Pivetta’s curveball was a fairly mediocre pitch in 2017, allowing a 120 wRC+ with average movement at 5.3 inches of vertical drop. With a sterling 1.27 FIP through three starts in 2018, a revamped curveball has been the primary catalyst of this stretch of success. Among qualified starting pitchers, his new curveball ranks sixth overall with 10.9 inches of vertical drop, one spot behind Clayton Kershaw. The improvements in this pitch’s movement since last season have been dramatic:
It would make for a remarkable coincidence that the best three curveball performances of Nick Pivetta’s young career have come consecutively in his first three games of the 2018 season.
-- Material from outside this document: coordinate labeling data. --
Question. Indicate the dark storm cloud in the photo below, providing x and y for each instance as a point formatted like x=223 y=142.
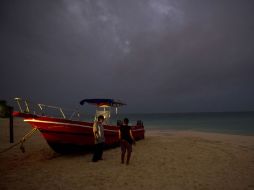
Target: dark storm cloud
x=161 y=54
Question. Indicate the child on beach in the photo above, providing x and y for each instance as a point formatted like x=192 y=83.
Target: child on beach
x=99 y=139
x=126 y=141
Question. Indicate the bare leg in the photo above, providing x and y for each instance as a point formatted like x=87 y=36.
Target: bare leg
x=128 y=157
x=123 y=155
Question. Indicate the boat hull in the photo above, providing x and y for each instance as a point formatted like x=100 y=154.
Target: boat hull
x=70 y=136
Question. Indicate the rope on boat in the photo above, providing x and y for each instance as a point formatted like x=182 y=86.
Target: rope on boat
x=22 y=140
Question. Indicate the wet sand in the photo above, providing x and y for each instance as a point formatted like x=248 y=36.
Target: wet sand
x=164 y=160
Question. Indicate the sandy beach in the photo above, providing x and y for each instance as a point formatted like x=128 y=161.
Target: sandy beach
x=164 y=160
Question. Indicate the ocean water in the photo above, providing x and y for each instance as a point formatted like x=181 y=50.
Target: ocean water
x=241 y=123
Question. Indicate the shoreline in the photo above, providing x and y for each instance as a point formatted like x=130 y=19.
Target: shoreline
x=171 y=160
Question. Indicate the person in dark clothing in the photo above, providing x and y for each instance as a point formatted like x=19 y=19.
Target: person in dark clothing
x=126 y=141
x=99 y=139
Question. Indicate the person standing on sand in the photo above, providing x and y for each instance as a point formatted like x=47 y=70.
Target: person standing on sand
x=126 y=140
x=99 y=139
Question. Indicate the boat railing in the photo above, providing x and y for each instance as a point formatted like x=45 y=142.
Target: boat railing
x=26 y=106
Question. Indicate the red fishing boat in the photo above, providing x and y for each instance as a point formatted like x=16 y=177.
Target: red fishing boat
x=73 y=134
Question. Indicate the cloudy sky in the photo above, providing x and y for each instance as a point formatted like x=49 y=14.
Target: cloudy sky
x=156 y=55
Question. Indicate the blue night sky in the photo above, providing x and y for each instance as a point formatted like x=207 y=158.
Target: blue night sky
x=155 y=55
This has potential to be an high quality pitch and gives Pivetta a third consistent offering in his repertoire, alongside a 95-mph fastball with life and slider which gave up a 44 wRC+ last season with a 17% swinging strike rate. Pivetta has all the tools of a top of the rotation starting pitcher if these changes stick and he continues to locate.
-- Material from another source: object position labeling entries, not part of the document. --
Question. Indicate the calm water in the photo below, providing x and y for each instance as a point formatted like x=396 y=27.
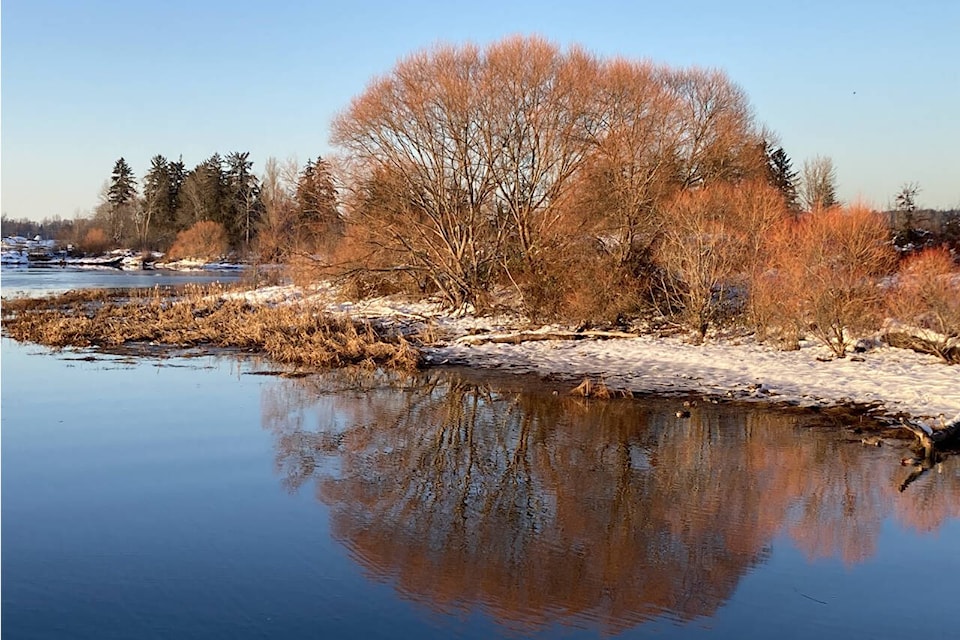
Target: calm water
x=188 y=498
x=44 y=280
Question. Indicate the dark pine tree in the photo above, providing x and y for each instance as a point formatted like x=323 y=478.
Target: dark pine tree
x=318 y=203
x=158 y=210
x=781 y=175
x=123 y=184
x=242 y=190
After using a slider as his primary off-speed pitch in 2014-15 to poor results, Bauer only threw the pitch occasionally in 2016-17. The version he mixed in last season was actually very effective, generating 20.6% whiffs and holding batters to a 56 wRC+. Bauer still reworked the pitch over the offseason, reportedly in the mold of Corey Kluber’s – one of the best in baseball. The version he’s shown this year has some additional life:
The spike downwards in the middle of the chart is from a game where Bauer only threw his slider twice, but other than that this is the most movement he’s ever had on the pitch. He’s thrown this slider 20.5% of the time so far this year, making it the third offering behind his fastball and curveball. It’s been absolutely dominant, allowing a -48 wRC+ (yes that’s negative) with a 66.7% groundball rate and 16.1% swinging strike rate. Watch out for a career year from Bauer.
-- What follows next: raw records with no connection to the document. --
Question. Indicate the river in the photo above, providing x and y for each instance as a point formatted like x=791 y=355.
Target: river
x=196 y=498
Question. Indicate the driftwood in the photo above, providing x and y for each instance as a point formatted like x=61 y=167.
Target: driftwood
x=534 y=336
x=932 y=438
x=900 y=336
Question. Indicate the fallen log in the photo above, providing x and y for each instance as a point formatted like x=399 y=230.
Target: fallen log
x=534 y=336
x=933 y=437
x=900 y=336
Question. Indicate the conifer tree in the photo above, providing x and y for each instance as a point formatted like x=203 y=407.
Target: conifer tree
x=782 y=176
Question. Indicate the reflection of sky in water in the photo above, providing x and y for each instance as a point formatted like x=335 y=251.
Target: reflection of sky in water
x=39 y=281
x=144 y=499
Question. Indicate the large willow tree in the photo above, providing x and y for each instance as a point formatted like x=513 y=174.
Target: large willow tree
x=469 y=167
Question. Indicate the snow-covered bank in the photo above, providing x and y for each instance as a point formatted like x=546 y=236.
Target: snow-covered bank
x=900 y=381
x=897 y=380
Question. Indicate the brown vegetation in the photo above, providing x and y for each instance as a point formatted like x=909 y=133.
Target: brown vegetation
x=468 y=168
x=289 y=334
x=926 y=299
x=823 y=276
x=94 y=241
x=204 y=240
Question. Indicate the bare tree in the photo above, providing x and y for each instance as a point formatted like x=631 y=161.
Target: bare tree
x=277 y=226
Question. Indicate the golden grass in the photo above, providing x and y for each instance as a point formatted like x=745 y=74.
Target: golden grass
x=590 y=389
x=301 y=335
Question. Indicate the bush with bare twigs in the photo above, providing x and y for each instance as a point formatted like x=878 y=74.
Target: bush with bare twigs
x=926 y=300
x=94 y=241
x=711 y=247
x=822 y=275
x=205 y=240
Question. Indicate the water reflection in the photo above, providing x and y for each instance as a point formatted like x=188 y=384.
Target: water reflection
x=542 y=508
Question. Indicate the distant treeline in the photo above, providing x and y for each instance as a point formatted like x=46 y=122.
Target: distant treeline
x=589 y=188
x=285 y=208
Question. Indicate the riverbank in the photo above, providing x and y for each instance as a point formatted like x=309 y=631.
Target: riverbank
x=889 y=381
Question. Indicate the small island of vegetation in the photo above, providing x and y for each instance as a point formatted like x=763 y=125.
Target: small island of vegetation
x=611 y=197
Foltynewicz has a place on this list not because of a fundamental difference in his changeup, but rather how he’s using it. This pitch has always had good movement: batters have whiffed at a 18.0% rate against it over his career. However, it’s still given up a 148 wRC+ and 31.3% line drive rate. Some of the blame for this hard contact can be assigned to poor location:
Foltynewicz has often left this pitch hanging over the middle of the plate and had it crushed by opposing hitters. The whiff rate indicates it can be a strong pitch with some adjustments though. We’re dealing with a small sample size here, but his 2018 strike zone heatmap is markedly different:
Falling out of the strike zone is a much more ideal location for a breaking ball to be located. In the 33 times Foltynewicz has thrown a changeup this year, batters have yet to record a hit for a perfect -100 wRC+ allowed and pVal/100 of 3.45 that ranks 21/75 among qualified changeups. It’s still inducing swinging strikes 15.4% of the time, so those with shares in Foltynewicz have to hope he continues to locate his changeup around the lower part of the strike zone.
These pitchers are poised for breakout seasons if they can maintain these new levels of performance. Not only is each performing well early on, but they all have made tangible adjustments that back it up. Keep an eye out on the charts to see what happens next.